Essa história de que a arte deve ser heroica é um passo para
condenar os dramas do indivíduo, suas hesitações e seus fracassos, e
catalogá-los como arte decadente, seja na literatura ou na pintura abstrata.
Alvim não disse apenas algo escandaloso. Foi coerente e seguiu os passos
lógicos da orientação geral: guerrear na cultura, formular um programa que
produza heróis e patriotas. É como se sentiam muitos alemães sob o governo de Hitler.
Como há ainda tantas peças soltas que se podem ligar e
produzir uma faísca como o discurso de Alvim, é fundamental contar com a
resposta nacional e do exterior. Para mim, é a garantia de que em termos
estratégicos esses tresloucados não vão prevalecer. Isso não significa que não
possam causar grande mal, antes de sua derrota. Daí a necessidade de pensar
cada vez mais numa frente democrática, superar pequenas diferenças,
ressentimentos, admitir que estamos em perigo e não bastam reações pontuais.
Um dos pontos que precisam de impulso comum é o
reconhecimento da autonomia da arte, que não pode ser reduzida a propaganda
partidária. Aparentemente é uma tese simples. Mas na prática ainda há
expectativa sobre uma arte engajada, participante e transformadora. Belas
palavras, mas o que significam realmente?

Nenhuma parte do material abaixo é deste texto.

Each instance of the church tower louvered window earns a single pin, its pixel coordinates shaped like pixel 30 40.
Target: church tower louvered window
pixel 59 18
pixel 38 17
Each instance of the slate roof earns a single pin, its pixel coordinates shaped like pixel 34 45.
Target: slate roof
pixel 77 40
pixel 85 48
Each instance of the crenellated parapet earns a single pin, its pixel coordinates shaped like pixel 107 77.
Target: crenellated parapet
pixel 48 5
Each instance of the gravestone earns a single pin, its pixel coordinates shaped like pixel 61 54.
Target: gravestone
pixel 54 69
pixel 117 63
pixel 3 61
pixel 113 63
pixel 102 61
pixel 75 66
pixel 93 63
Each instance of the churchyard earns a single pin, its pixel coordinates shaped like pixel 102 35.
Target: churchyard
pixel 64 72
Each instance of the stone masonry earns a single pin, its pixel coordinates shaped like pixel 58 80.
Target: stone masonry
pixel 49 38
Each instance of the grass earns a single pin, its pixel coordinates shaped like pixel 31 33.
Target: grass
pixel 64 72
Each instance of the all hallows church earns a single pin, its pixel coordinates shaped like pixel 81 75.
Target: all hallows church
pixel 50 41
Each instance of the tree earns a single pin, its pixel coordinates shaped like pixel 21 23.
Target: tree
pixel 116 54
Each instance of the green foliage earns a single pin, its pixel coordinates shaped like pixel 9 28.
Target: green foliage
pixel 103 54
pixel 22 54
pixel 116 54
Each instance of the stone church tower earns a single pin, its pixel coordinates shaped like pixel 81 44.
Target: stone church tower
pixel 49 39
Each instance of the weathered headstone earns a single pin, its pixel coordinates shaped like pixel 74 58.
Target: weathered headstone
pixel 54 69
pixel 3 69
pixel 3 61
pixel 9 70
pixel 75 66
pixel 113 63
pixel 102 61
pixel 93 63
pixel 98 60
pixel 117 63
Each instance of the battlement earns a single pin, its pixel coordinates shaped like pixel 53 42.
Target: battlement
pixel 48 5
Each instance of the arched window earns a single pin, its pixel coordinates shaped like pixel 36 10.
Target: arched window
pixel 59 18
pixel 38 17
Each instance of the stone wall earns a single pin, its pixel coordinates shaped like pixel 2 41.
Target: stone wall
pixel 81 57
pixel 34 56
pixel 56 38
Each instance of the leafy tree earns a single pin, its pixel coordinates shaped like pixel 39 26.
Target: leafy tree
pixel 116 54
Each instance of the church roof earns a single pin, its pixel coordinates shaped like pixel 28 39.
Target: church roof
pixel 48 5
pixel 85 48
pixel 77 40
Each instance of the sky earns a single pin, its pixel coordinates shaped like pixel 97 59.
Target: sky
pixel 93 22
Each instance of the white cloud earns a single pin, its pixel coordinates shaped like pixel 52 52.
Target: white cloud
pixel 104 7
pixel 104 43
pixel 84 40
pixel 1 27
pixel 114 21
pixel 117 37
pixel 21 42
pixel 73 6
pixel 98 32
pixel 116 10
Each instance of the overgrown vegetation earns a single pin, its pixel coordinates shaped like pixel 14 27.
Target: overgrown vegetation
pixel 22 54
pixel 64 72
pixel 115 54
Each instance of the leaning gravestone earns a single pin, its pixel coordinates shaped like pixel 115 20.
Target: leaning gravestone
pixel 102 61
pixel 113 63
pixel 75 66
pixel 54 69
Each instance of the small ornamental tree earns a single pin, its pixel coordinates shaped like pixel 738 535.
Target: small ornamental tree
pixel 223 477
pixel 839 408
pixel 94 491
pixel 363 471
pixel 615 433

Dois autores que nos anos 1960 eram considerados alienados
são os que sobreviveram com mais força: Clarice Lispector e Guimarães Rosa. No
caso de Clarice, foi patética a resistência ao intimismo, à descrição subjetiva
do mundo – tudo isso a jogava fora da história. E o curioso é que Clarice, numa
grande manifestação contra a ditadura, estava lá de mãos dadas com outros
artistas, no Rio.
Não que as pessoas não devam ter uma ideia de como deva ser
a arte, nem que os artistas tenham de se encerrar numa torre de marfim. O diabo
é querer transformar sua visão de arte numa política de governo, numa
expectativa de definir seus rumos, marcar seus limites ou até transfigurá-la
numa linha auxiliar de partido.
Os artistas sofreram muito sob o comunismo. Visitei o museu
de Anna Akhmatova, em São Petersburgo, depois de ler uma história da cultura
russa. O que ela sofreu sob o stalinismo, filho preso, bloqueio de trabalho,
parece além da capacidade humana. O nazismo mandava para campos de
concentração, executava, bania obras.
O princípio que os une é o mesmo: ter uma causa superior a
tudo, à qual todos, principalmente os artistas, devem ser unir, sob pena de se
tornarem inimigos do país que os fanáticos julgam encarnar. Isso explica como
eles associam o rock and roll ao satanismo, ao aborto, dizem que Theodor Adorno
escrevia as músicas dos Beatles e insultam, como Alvim, uma artista como
Fernanda Montenegro. Eles estão em guerra contra o diferente, o que no fundo é
contra a liberdade do artista e do indivíduo.
Creio haver uma predominância da visão de esquerda na
cultura brasileira. Mas ela jamais será superada na truculência. Esta é a forma
de confirmar a supremacia da esquerda: admissão de que só pode ser superada por
caminhos autoritários. A única forma com possibilidade de equilibrar o jogo é o
embate de ideias na cultura e a aparição de talentos nas artes.
É irreal esperar uma arte conservadora a partir do governo,
ou uma arte revolucionária a partir de partidos de esquerda. Há um campo de
direita mais sofisticado. Seu avanço no universo cultural pode até ser
invalidado por essa visão bélica do governo. É como se Bolsonaro repetisse
velha frase, de origem alemã: quando ouço falar em cultura, saco minha pistola.
Para desfazer, com o mínimo de traumas, essa teia perigosa
será preciso muita habilidade coletiva. Uma frente, em certos momentos
históricos, pode cumprir esse papel.